What image will the coming generations build of their predecessors who lived in a time of a terrible epidemic, when the world was facing the unknown and still had no cure for the disease, depends mainly on the documentary evidence that we will bequeath to them.
"There is nothing new under the sun," says Mikhail Gruev, chairman of the State Archives Agency. The coronavirus is indeed new, but public reaction and action are routine, he added, returning to the era of cholera epidemics between the two world wars and the Spanish flu in 1918-19, which claimed 10 million lives. It turns out that even in that period people remained in their homes under quarantine, but unlike us, they relied much more on supernatural powers”.
"Fear is an individual experience, which at times becomes a collective one,” continues Mikhail Gruev. “But then faith in God mattered to people more - it gave them a worldview system that helped them deal with fear. While the world has now become more rational, we are trying to find strength in science, but we see that it is not always able to replace faith.”
It is too early to know what the documentary account of the year 2020 will look like in personal stories and public destiny. "This is too short a time in the archives," Mikhail Gruev explains. Indeed, in this half year the agency has already received the first documentary stories from private individuals, but by law the institutions will hand over their archives in at least 20 years.
In a time of more closed doors, however, the state archives turn out to be a hospitable home for other valuable artefacts. The agency already has a rich collection of works by the great graphic artist Ivan Gazdov - a master of poster art, visual communication and the author's genre of graphicatura, who has participated in more than 50 exhibitions. It is with the exhibition entitled "Prof. Ivan Gazdov - the Knight of Black and White" that the Archives state agency will mark today the holiday of Bulgarian archivists, which is celebrated on October 10.

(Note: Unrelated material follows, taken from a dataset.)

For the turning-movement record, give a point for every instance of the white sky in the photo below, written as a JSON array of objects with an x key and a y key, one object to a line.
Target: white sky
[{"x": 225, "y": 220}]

"In the midst of the epidemic, Ivan Gazdov donated a huge collection of about 290 of his works to the Central State Archives, along with documents," says Mikhail Gruev. “In general, the last months have been very rich in donations affecting the life and work of artists. I mean the collections of Svetlin Rusev, Prof. Lyuben Prashkov and Lyubomir Savinov. I hope that the generations after us will appreciate these donations of significant names in the Bulgarian fine arts.”
On the festive day the best employees in the archive system will receive honorary diplomas. Attention will also be paid to people without whose donation gestures the well-deserved memory of the notable personalities who change the world would fade.
"The archives give new life to these documents, instead of them being thrown away in basements and attics”, says Mikhail Gruev. “Leaving them with us, their donors can be sure that we will store them properly. Because our task is to pass them on to future generations, as we received them from our ancestors. This is precisely the mission of the archives and I am pleased that it is understood by a wider circle of people and the donation of documents does not stop even in the event of an epidemic."